In the case of the new TRAPPIST-1 exoplanets, this habitable zone is unusually close to the star. All seven planets orbit closer to their star than Mercury does in our own solar system, but because TRAPPIST-1 is a smaller, cooler star, that’s not a problem as far as temperatures are concerned. The orbits are actually so tight, that if you were to stand on the surface of one planet, you’d be able to see it’s neighbor in the sky with more detail than we can see in a full moon on Earth. It also means that some of the planets complete a full orbit around their star in as little as 1.5 days on Earth.
Strange surface conditions
Beyond the tight orbits, there are a few other idiosyncrasies of these new exoplanets that might be harder for an Earthling to cope with if they could ever make the 40-light-year trip. All seven planets in the system are what’s known as tidally-locked in their orbits, which means that they keep the same side of the planet facing their star at all times, in the same way our Moon always has the same side facing Earth. This would mean that there is no day and night cycle on these planets, as one side is always dark, and the other is always light.
The quality of that daylight is a bit different from what we’re used to also. As you might expect from a small, reddish-brown star, the light is mostly red, and probably doesn’t get much brighter than the light reflected from a full moon on Earth. A lot of the light emitted by the star is actually in the infrared portion of the electromagnetic spectrum, meaning we can’t really see it with our eyes, although it was helpful for the Spitzer Space Telescope’s instruments to pick up.
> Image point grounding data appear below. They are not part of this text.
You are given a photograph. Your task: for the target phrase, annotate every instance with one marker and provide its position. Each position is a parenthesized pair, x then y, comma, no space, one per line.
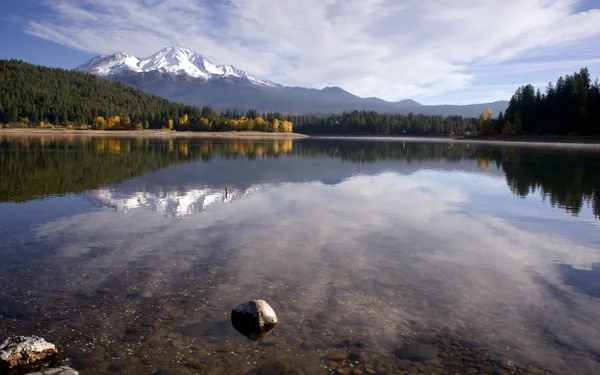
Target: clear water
(377,256)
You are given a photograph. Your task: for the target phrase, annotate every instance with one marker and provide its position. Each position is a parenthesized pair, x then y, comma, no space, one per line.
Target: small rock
(339,355)
(21,350)
(56,371)
(253,319)
(417,352)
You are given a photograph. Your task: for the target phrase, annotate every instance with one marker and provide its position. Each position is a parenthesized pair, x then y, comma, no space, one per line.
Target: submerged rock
(56,371)
(253,319)
(21,350)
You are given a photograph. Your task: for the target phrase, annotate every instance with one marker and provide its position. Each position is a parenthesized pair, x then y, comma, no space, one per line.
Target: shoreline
(520,141)
(152,134)
(586,142)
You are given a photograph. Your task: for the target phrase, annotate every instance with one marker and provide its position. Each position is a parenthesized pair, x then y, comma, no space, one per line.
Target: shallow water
(378,257)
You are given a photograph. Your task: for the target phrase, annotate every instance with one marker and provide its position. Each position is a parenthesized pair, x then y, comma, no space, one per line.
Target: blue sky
(433,51)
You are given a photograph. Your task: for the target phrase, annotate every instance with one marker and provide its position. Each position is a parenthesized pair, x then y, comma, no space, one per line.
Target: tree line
(374,123)
(36,96)
(571,106)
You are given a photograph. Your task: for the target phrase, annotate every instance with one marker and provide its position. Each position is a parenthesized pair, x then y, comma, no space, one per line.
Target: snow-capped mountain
(175,204)
(171,61)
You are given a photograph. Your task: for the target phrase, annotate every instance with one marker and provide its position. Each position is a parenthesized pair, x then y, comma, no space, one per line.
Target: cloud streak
(370,47)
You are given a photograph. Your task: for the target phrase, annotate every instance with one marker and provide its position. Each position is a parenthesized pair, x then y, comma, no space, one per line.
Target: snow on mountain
(171,61)
(175,204)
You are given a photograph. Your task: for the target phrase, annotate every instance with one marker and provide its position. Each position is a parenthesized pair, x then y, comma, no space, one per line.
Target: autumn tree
(486,124)
(99,123)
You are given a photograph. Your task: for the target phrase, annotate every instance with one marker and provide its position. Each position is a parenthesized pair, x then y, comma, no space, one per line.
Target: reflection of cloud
(385,249)
(170,203)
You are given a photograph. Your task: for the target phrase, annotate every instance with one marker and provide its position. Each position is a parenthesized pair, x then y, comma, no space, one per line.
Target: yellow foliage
(113,122)
(205,124)
(99,123)
(285,127)
(486,124)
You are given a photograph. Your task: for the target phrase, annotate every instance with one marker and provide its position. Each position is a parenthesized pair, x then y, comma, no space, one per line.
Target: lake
(378,256)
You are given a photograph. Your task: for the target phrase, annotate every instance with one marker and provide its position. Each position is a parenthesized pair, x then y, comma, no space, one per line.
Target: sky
(432,51)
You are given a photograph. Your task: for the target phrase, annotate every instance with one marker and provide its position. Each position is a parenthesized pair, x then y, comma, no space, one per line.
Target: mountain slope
(181,75)
(168,63)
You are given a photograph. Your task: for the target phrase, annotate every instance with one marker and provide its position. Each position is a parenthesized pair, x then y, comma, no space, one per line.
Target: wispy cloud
(416,48)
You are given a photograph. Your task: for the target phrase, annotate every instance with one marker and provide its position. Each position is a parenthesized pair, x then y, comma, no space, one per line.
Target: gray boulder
(253,319)
(21,351)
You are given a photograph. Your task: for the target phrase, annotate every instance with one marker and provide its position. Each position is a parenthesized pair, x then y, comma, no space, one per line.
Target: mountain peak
(409,102)
(169,62)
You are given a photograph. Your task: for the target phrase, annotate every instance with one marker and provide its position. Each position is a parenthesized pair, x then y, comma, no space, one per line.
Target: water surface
(378,256)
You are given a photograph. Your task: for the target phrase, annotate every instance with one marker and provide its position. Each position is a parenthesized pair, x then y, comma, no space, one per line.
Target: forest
(569,107)
(373,123)
(36,96)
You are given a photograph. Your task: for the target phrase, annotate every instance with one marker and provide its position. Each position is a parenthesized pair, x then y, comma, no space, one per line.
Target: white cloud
(370,47)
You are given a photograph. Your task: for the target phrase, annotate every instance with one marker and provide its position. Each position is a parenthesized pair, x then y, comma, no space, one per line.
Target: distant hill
(183,76)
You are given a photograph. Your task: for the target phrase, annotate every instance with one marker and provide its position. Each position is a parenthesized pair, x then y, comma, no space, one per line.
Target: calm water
(378,256)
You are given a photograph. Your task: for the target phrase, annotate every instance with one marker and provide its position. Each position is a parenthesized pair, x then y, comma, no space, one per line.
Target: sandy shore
(515,141)
(151,133)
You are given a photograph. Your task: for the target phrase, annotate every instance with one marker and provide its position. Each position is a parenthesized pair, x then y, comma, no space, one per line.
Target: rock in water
(21,350)
(56,371)
(253,319)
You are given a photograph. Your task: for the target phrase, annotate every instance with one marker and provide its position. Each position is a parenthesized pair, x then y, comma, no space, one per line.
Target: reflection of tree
(34,167)
(568,179)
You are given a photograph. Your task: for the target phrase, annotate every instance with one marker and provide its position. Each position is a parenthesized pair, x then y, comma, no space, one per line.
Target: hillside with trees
(36,96)
(571,106)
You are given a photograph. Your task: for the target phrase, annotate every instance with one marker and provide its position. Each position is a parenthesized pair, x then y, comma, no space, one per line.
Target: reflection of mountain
(177,204)
(34,167)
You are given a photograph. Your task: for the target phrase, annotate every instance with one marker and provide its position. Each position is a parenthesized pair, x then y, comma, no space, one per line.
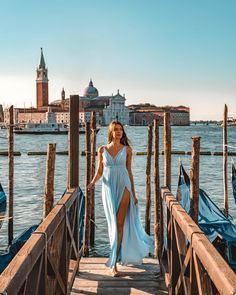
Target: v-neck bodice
(118,160)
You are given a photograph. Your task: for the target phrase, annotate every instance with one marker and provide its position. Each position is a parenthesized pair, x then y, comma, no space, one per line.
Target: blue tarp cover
(211,220)
(233,175)
(19,241)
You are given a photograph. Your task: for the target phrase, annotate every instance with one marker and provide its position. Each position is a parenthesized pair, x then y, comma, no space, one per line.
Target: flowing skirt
(136,244)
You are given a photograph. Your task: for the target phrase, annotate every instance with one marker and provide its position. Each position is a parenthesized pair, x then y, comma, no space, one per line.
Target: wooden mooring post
(92,173)
(73,176)
(194,179)
(225,161)
(87,214)
(10,174)
(167,150)
(148,181)
(49,180)
(157,202)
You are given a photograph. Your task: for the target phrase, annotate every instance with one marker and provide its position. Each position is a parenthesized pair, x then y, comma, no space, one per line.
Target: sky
(164,52)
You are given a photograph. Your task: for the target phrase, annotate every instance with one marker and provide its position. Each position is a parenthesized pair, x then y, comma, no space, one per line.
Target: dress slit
(128,193)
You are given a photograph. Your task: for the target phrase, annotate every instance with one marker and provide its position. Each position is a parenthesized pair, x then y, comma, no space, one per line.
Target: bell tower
(42,83)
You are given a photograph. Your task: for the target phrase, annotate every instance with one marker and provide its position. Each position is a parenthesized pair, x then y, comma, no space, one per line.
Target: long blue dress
(136,244)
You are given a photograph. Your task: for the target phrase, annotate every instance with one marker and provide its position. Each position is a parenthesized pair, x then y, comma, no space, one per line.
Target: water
(29,173)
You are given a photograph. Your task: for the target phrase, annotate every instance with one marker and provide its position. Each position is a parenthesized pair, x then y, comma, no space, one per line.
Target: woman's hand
(135,201)
(91,185)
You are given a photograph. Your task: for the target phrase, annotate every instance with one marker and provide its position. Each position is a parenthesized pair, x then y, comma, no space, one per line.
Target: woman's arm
(128,165)
(99,171)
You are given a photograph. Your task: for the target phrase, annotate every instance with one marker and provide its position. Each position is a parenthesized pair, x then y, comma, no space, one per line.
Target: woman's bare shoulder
(129,149)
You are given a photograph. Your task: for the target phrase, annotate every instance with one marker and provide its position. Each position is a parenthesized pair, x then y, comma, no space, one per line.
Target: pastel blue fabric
(136,244)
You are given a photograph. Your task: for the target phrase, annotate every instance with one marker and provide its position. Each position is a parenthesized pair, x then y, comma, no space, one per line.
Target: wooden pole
(87,194)
(49,180)
(157,201)
(167,150)
(92,173)
(148,181)
(11,174)
(73,177)
(225,162)
(194,178)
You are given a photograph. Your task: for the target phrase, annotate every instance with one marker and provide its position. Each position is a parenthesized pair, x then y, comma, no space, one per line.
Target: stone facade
(116,110)
(42,84)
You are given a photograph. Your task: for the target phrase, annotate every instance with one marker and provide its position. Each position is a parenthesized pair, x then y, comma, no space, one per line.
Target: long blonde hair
(124,139)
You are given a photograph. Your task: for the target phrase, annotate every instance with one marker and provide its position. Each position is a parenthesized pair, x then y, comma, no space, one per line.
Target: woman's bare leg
(120,217)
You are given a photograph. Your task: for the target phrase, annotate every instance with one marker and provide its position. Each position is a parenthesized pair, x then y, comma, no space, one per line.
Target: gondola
(19,241)
(217,227)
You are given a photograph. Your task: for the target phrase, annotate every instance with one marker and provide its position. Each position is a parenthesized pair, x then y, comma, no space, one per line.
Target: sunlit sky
(165,52)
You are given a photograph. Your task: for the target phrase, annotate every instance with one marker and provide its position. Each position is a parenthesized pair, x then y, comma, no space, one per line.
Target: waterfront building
(42,84)
(107,108)
(144,114)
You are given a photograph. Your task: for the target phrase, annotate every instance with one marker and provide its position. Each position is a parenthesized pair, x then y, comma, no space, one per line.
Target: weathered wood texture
(167,150)
(194,178)
(193,268)
(87,214)
(95,278)
(148,181)
(225,161)
(49,180)
(73,164)
(92,172)
(41,266)
(157,203)
(10,174)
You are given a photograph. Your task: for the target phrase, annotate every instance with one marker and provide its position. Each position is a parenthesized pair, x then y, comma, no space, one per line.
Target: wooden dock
(95,278)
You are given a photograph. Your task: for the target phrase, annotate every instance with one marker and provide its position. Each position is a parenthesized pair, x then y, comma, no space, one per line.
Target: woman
(128,240)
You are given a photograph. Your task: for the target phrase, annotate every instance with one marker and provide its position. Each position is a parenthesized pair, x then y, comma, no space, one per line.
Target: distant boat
(50,126)
(42,128)
(3,205)
(217,227)
(230,122)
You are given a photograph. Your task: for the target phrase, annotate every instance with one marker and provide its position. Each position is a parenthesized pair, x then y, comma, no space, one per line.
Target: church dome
(91,91)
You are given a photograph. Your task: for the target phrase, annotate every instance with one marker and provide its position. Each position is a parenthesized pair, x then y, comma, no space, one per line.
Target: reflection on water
(30,172)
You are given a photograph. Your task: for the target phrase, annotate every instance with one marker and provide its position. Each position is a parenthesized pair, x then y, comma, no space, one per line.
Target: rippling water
(30,172)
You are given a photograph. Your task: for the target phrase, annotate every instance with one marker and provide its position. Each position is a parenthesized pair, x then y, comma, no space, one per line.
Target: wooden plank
(104,260)
(118,291)
(128,274)
(90,267)
(11,278)
(115,283)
At this point, the big questions to tackle aren’t so much about the views, but about how wet any of these planets may be. The Spitzer and Hubble telescopes will follow up with more observations of the distant planets for signs of their atmospheric composition. When the James Webb Space Telescope launches next year, it will be able to assist with these observations, detecting things like water, methane or oxygen, but also signs of the planets’ temperatures and surface pressures. Even if life-sustaining water isn’t found, the fact that these planets exist in the small habitable zone of an ultra-cool dwarf star in the first place suggests that there is a lot of exoplanet real estate to look for in the universe, and that these types of rocky worlds are much more common than once thought.
My second grader said: If you wanted to visit these planets, you’d probably want to have your base where the daylight meets the dark, so that you could just cross over to the ‘night’ side of the planet whenever you wanted to sleep.
This might make sense, although the low-light conditions and lack of blue-spectrum light would probably wreak havoc on your circadian rhythm either way. There’s also a chance that the temperature differentials between the two sides of these planets might lead to some rough, windy weather, making a good night’s sleep a tricky thing to come by.